F is For Fall -Part 1: Farm

 I LOVE Fall! There is so much to enjoy and feel grateful about during Fall: 

Those last warm and sunny days before the cooler weather sets in for the remainder of the year. Reminding us to enjoy them like we did in Summer, or maybe, to not take those sunny Summer days for granted because they won't last all year long. We took the opportunity on a recent day like this to head to our favorite farm: Jubilee Farm

I love the gorgeous drive through the trees...

Seeing the sweet farm animals and the fields of pumpkins. Piggies and pumpkins, Oh My! Had we not grown our own carving pumpkins this year, the one pictured above, would have been my choice to bring home. This time, we were after some cooking pumpkins and quality farm time. 

The kids were willing to head to the opposite end of the fields, almost to the river, just to visit the chickens at their tractors. Normally, I feel pretty lucky to get 5-10 minutes watching the farm chickens before at least one kiddo gets impatient, but maybe they matured, or having been home more than usual, we stayed happily for "some time" as my youngest put it. 

The view at the farm is incredible too, with the sounds of the Snoqualmie River nearby, the gorgeous Cascade mountains in the background, and all of the farm's offerings surrounding us. I think this is where my farm dreaming truly began, as I can always find peace, grounding, and a smile after a trip here. 

Of course, here are the edible beauties we brought home from the farm to cook up and use throughout the season in baked goods, soups, and maybe a new recipe or two!

Wednesday, October 28, 2020

Frosty Apples

We had our first frost of the season, a light one, but it covered everything and made me question whether or not I had done all that I should to get the garden ready for Winter. It also alerted the spidey-senses, telling us that apple harvest time was near. Once upon a time, we were told that you should wait until after the first frost to harvest them, so that the sugars could concentrate. We have a dwarf Fuji that is about 5 years old and has been producing well the last few years. Hence, excitement for apple picking. 

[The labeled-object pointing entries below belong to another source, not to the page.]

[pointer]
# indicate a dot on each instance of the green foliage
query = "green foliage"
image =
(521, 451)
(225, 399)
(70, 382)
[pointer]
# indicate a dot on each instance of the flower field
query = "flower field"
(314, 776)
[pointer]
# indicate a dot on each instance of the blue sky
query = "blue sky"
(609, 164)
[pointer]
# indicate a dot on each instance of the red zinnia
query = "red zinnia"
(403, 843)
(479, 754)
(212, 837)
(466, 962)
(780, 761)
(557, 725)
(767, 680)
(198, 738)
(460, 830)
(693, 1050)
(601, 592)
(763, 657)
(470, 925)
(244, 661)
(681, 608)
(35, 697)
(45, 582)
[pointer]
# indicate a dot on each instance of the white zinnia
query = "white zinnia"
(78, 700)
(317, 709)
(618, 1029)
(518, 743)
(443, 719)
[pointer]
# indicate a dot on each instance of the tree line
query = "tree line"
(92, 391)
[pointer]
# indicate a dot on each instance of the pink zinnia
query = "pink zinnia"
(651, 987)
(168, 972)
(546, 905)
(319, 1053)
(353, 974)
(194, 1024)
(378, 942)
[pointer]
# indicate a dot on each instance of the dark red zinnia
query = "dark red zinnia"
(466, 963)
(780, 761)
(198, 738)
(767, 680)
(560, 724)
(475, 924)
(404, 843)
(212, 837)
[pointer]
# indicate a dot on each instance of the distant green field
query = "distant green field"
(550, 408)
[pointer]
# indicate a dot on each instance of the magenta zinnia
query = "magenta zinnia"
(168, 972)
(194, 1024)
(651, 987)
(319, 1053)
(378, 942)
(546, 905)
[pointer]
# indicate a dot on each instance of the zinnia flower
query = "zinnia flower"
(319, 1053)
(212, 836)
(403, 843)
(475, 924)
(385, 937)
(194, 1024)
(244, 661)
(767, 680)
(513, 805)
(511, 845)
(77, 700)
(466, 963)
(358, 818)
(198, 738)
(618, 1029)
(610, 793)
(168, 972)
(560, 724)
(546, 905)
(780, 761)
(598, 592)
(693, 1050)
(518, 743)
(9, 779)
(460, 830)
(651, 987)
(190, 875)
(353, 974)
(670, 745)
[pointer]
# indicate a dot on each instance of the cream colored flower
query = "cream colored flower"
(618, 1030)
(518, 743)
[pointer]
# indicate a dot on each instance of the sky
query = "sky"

 After the frost melted (it didn't take long), I headed out with a big bag and collected all of the apples that hadn't already been sampled by our local wildlife. We ended up with a nice collection of almost 40lbs of these beauties which will go into the freezer, sauce, a crisp tonight, and many just straight down the hatch. Did I mention that I LOVE apples?? Next to raspberry season, this is my favorite harvest time of the year. 

Well, I read into the "picking after the frost" method. None of the readings I found supported this idea. In fact, most articles discussed the danger of allowing apples to freeze before harvesting. Fortunately for me, apples, in general, require 28 degrees and lower for at least 4 hours to cause damage to the fruit. Ripe apples and apples with a higher sugar content (read: Fujis) require lower temperatures to freeze, closer to 24 degrees. 

I did finally find an article regarding the sugar concentration, because that really is a thing. Apparently, it is warm sunny days and cool nights that make the apples amazingly sweet. I guess we have been having just what the apple doctor ordered, because look at the inside of this apple I collected!
It didn't last very long! We've probably been through nearly a dozen apples since harvest, just eating them by the slice. I don't have a picture, but they are so beautiful when you hold these sugary pieces to the sun as it just shines through them. My youngest was fascinated. 

Here's the haul:

Alright, may you be blessed with delicious apples and a beautiful day!